Ihr jungen Leute verhaltet euch, als wärt ihr göttlich auserwählt, doch ihr habt euch nie die Hände schmutzig gemacht – dies ist eine Phrase, die den jüngeren Generationen auf dem Arbeitsmarkt, namentlich der Generation Z und jüngeren Millennials, die Haare zu Berge stehen lässt. Wie könnte es auch anders sein, wenn sie von denen gesagt wird, die sie großgezogen haben, und sie nun eine Plage auf dem Arbeitsmarkt sind, weil sie nicht die gleichen Kämpfe durchgemacht haben wie ihre Vorgänger. Vielleicht sind die Jugendlichen genau so, wie sie sind, weil sie ihre Eltern beobachtet haben und nun die Unternehmenskultur, Arbeit und Geld anders betrachten. Zumindest ist das, was uns ein Mitglied der Generation Z in einem informellen Gespräch mitteilte.
– Meine Eltern haben ihr ganzes Arbeitsleben in einer Firma verbracht. Sie arbeiteten bis zu zwölf Stunden am Tag, und alles, was sie taten, kam natürlich ihrem Arbeitgeber zugute. Deshalb mag ich keine Unternehmen und generell nicht für jemand anderen arbeiten – sagt B. J., ein Mitglied der Generation Z, und fügt hinzu, dass er plant, sich in naher Zukunft auf Unternehmertum zu konzentrieren, denn, betont er, er würde lieber für etwas Eigenes kämpfen als für etwas Fremdes.
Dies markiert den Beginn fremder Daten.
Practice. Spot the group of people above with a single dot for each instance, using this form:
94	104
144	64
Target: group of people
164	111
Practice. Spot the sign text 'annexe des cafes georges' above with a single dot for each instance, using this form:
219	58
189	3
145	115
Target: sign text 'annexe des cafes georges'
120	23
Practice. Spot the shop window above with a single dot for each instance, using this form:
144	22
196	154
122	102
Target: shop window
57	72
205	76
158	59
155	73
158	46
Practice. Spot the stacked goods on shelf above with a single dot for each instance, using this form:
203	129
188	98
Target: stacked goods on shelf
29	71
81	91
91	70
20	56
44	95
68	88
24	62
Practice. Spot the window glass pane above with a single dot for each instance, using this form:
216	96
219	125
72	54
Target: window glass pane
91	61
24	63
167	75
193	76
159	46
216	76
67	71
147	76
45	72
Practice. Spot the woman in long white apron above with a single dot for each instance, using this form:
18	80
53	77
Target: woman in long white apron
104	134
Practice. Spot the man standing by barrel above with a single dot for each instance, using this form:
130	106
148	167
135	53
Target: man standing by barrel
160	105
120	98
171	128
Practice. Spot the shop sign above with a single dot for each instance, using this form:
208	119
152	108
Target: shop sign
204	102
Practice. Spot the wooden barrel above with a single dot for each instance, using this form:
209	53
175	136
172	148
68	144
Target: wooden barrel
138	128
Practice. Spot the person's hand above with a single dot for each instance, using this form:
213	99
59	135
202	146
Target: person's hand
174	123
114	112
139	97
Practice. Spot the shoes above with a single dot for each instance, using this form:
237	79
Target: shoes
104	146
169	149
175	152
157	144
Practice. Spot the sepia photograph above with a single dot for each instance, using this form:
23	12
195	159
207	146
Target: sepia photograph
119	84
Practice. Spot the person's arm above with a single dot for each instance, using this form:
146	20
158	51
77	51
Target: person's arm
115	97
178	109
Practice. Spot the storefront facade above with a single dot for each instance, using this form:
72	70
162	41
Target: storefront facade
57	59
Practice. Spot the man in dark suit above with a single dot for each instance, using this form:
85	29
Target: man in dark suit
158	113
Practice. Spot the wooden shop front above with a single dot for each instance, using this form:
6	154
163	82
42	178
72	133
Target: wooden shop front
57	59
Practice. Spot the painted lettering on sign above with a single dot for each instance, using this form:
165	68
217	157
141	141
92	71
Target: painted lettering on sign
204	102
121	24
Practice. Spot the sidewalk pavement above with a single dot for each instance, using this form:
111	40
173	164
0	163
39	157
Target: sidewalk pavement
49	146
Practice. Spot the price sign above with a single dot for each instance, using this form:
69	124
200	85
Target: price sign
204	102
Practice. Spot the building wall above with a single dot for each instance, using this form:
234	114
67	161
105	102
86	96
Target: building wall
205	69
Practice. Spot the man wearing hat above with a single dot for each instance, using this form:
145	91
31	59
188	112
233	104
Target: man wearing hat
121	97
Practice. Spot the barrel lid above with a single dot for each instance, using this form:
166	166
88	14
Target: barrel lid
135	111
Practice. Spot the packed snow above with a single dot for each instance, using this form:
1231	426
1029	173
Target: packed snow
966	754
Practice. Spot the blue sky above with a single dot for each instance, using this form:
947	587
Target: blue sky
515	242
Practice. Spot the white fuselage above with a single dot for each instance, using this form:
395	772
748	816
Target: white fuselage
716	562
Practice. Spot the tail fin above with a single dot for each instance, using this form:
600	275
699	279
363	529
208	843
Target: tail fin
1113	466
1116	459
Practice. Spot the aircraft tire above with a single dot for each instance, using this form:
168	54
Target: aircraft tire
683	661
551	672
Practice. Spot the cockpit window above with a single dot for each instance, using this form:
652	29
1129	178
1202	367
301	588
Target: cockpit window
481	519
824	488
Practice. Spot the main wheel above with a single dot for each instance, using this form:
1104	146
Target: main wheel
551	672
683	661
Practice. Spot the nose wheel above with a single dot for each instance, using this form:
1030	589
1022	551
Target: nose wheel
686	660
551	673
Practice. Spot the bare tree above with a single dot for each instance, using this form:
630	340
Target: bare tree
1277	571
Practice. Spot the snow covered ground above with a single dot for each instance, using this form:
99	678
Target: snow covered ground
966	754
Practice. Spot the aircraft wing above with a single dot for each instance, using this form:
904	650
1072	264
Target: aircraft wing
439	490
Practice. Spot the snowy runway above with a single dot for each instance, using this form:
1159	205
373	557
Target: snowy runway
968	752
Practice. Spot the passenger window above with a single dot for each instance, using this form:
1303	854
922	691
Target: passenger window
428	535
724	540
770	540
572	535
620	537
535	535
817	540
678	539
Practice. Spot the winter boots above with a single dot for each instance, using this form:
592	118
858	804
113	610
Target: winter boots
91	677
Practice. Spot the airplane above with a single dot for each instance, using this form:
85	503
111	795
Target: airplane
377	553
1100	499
Ein weiteres Mitglied der Generation Z (R. K.) hat ebenfalls den Schritt in die Selbstständigkeit gewagt und bemerkt, dass er kein Unternehmen gegründet hat, um reich zu werden, sondern weil es der beste Weg war, seine Persönlichkeit in ein physisches Produkt auf dem Markt zu übersetzen.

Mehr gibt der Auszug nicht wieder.